The Word: Cisco DRF is big deal.
THe DRF sub-system in the Cisco portfolio is a critical pice of the puzzle, the workaround for the solution absent the real patch is as follows: "Administrators can mitigate this vulnerability by disabling the DRF Master service. However, administrators should exercise caution when disabling the DRF Master service, as system backups will not occur while the service is stopped. Administrators are encouraged to perform a complete system backup before employing this workaround and use care when making configuration changes until the DRF Master service can be safely re-enabled." That is not really that feasible, thus patching should be immediate if not critical priority for any organization.

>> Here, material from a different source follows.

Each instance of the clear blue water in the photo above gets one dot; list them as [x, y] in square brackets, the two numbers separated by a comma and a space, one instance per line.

The Word: Microsft and Cisco are poised to go head-to-head in the coming years as the Unified communications market expands.
I personally think that Microsoft's approach offers many benefits over what Cisco can provide today. However, Microsoft is nowhere near ready to go head-to-head - yet. The question remains whether Cisco can quickly adapt to offset these advantages. As soon as Live Communicator becomes embedded with Vista Service Pack whatever, it is game over.

The Word: A clever hacker gets put into jail for exposing the irresponsability and ineptness of security at major service providers.
It is shamefull that Robert Moore, thee technical prime on the operation gets two years in jail; a sentence comparable to much greater crimes as we've seen. Ban the kid from the computers, keep the jail fro real criminals; his only crime to me is that he's exposed the irresponsability of service providers to protect their own infrastructure.
As Moore re-iterates, the absense of default password configured routers ans VoIP servers, the majority of their plan could not come to fruition. If the secuirty "gurus" at these service providers had any brains, they would have solved this problem in the pre-deployment network phase. Default password can be picked up with most opensourfce and commercial VoIP and data Vulnerability Assessement products. Let's just hope this turns on some lights in the security NOC's at the affected service providers. 

The Word: Simple yet elegant attack that easily breaks the "mighty" VLAN apart. People hide behind these VLAN's as if they are going to fix all their problems - bug mistake! VLAN's are only as strong as the weakest link in the overall infrastructure.
The VLAN hopping attack shows how a very simple exploit of the unauthenticated nature of Layer 2 protocols allows hackers to easily inject packets which are able to reach a forbidden section of the IP space in an enterprise. Amplifying the problme was the fact that a DHCP server was willingly giving out IP addresses to parties on the targetted corpsroate network, a secure solution would have defintiely implemtned static IP's with ACL's or an EAP authentication strategy if DHCP was a must.
In general, alot can be learned from this event: that VLAN's are only as strong as their configruation, that DHCP is dangerous if not properly managed and that hotel networks are no more safe than the next enteprrise network.
I congratulate the parties that publshied thier attack., howver it should be noted that this type of attack has been around for some time and proof of concept have been here even 5 years ago, bottom line is that this is not new! It is not some system ridden with holes because of its lack of maturity; VLAN technolgoy and security solutions built around them have been around for long time, security should be default - it is not. I strongly recommend anyone in charge of security of their Voice networks goes out and tries to hack them, do omsehting malicious and then show your complacents bosses the world of trouble they could be in with auditors.

The Word: Easy to use bot that allows you to easily send SPIT, run DoS attacks and crack SIP suthentication passwords.
Using freely available java libraries, one could create similar and more complex bot type applications. What is most frightening is the fact that IRC is an underground haven for hackers and freelance "maeler's", the talent pool is exreme and most of these folks are very ambitious and take pride in their hacking endeavours. All this is good, but the main question remains how can we protect legitimate networks from these bots? I would suggest active VoIP specific protection products that are good at mitigating SPIT, DoS and VoIP specific vulnerabilities - data products would be higly unlikely to have any effect against VoIP bots.

The Word: Two hackers gain access to multiple service providers VoIP networks and re-selling 10 million dollars equivalent of VoIP service.
Not only does this event demonstrate how irresonsable the security "gurus" at the supposedly invincible ISP's are, it highlights the complacency of a large population of network security administrators who rely on technolgies such a firewall's to address VoIP security. Perimter defense is dead; firewall's provide little or no protection against the real bad guys; DoS attacks, SPIT, worms, trojans, etc. These type of attacks require application level aware devices which have expertise in VoIP protocols, behaviour and anomolies.
Technology is only half the battle, there has to be an effective human element that complements these products. Unfortunately, as we have seen theere is still much too learn inside the ISP NOC's. I suggest that they abandon they "we are big, we are smart, we cannot be hacked" mentaily and focus on the rapid changing landscape of VoIP security and its direction into the future.